Truncated output on mistralai/Mistral-7B-Instruct-v0.1

I am using an inference endpoint on mistralai/Mistral-7B-Instruct-v0.1. The output is truncated, for instance, the proposed test query "Can you please let us know more details about your " yields “2019 Honda CR-V Touring?\n\n1. What is the mile”. How can I adjust the output size?

Have you tried modifying the ‘max_tokens’ parameter

No I haven’t, is this parameter documented somewhere ? Using the following yields the same result.

output = query({
  "inputs": "Can you please let us know more details about your ",
  "parameters": {
    "max_tokens": 128
  }
})

You need the correct prompt template for the model

<s>[INST] Can you please let us know more details about your [/INST]
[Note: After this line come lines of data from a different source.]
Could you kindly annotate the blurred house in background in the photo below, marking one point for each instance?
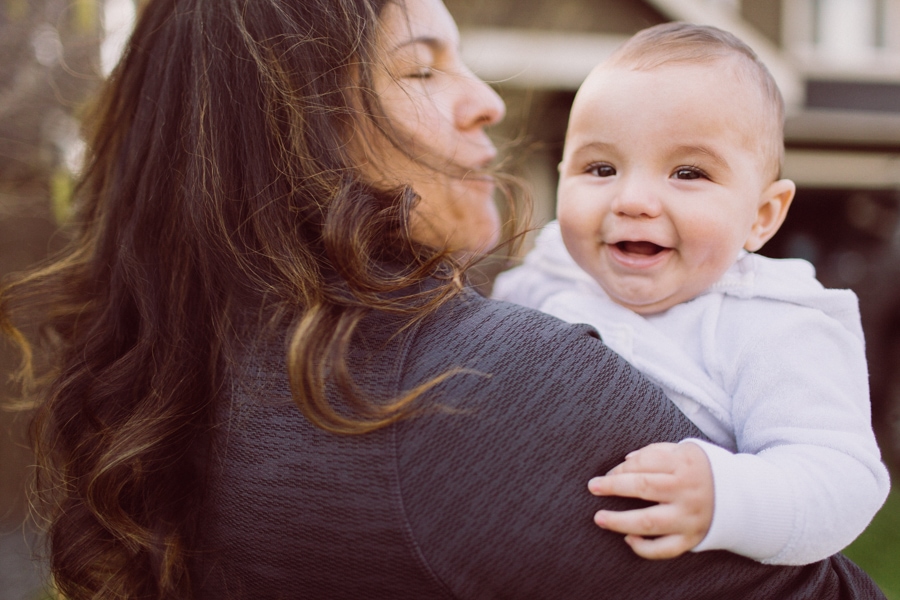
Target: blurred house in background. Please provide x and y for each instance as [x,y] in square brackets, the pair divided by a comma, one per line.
[838,65]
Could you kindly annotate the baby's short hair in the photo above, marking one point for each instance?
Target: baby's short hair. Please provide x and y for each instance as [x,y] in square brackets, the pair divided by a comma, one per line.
[680,43]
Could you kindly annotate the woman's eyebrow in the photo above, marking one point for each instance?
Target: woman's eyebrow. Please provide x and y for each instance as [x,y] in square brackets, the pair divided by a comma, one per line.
[435,44]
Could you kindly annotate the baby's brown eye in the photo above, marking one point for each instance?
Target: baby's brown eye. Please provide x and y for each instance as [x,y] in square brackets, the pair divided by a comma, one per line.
[602,170]
[688,173]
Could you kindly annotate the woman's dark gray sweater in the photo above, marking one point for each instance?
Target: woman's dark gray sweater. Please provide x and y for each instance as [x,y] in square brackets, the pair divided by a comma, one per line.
[485,498]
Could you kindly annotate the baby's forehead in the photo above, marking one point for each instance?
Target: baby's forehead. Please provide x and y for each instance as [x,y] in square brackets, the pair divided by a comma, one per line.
[744,105]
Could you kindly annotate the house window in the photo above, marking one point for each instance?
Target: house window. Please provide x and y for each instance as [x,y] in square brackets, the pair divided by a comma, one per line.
[853,27]
[855,37]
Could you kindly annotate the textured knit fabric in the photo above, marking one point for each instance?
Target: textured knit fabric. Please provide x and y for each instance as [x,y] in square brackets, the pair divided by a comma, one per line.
[481,496]
[766,362]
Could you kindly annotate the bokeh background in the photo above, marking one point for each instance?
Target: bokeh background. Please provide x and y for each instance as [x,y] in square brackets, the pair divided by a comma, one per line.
[837,62]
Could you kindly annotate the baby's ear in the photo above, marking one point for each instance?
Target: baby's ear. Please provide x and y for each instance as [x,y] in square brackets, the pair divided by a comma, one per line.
[773,205]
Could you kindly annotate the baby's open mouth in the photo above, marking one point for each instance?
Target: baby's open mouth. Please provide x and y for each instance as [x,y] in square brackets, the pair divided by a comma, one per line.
[642,248]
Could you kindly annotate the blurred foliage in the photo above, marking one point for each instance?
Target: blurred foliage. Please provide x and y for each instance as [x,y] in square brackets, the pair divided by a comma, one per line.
[877,550]
[49,53]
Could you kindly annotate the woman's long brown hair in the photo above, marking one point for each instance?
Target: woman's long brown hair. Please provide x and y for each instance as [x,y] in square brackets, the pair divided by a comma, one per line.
[219,199]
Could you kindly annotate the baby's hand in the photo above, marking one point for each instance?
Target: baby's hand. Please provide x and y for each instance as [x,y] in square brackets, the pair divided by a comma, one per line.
[679,478]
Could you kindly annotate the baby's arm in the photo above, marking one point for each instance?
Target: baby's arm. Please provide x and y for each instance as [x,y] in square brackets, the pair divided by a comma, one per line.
[679,479]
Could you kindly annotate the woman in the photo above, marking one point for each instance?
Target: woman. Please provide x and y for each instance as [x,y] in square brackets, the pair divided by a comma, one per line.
[265,375]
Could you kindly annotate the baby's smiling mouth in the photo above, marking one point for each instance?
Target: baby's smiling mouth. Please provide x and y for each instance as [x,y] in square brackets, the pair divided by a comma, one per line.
[642,248]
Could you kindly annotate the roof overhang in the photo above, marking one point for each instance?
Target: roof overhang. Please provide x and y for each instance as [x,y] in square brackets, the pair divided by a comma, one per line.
[554,60]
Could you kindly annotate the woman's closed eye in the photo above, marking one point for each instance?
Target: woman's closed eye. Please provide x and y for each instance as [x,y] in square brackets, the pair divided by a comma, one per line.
[601,170]
[689,172]
[421,72]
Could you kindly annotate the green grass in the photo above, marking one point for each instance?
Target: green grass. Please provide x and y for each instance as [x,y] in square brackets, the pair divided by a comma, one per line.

I recommend using out python client plus prompt templates via transformers

Here is a code snippet example:

pip install transformers jinja2 huggingface-hub
from transformers import AutoModelForCausalLM, AutoTokenizer
from huggingface_hub import InferenceClient

tokenizer = AutoTokenizer.from_pretrained("mistralai/Mistral-7B-Instruct-v0.1")
client = InferenceClient("mistralai/Mistral-7B-Instruct-v0.1")

messages = [
    {"role": "user", "content": "Can you please let us know more details about your "},
]

prompt_encoded = tokenizer.apply_chat_template(messages, tokenize=False)
output = client.text_generation(prompt_encoded, max_new_tokens=200)
print(output)

Model can be an inference endpoint

model (str, optional) — The model to run inference with. Can be a model id hosted on the Hugging Face Hub, e.g. bigcode/starcoder or a URL to a deployed Inference Endpoint. Defaults to None, in which case a recommended model is automatically selected for the task.

Ok I see, it works now with the prompt template. Thanks!

1 Like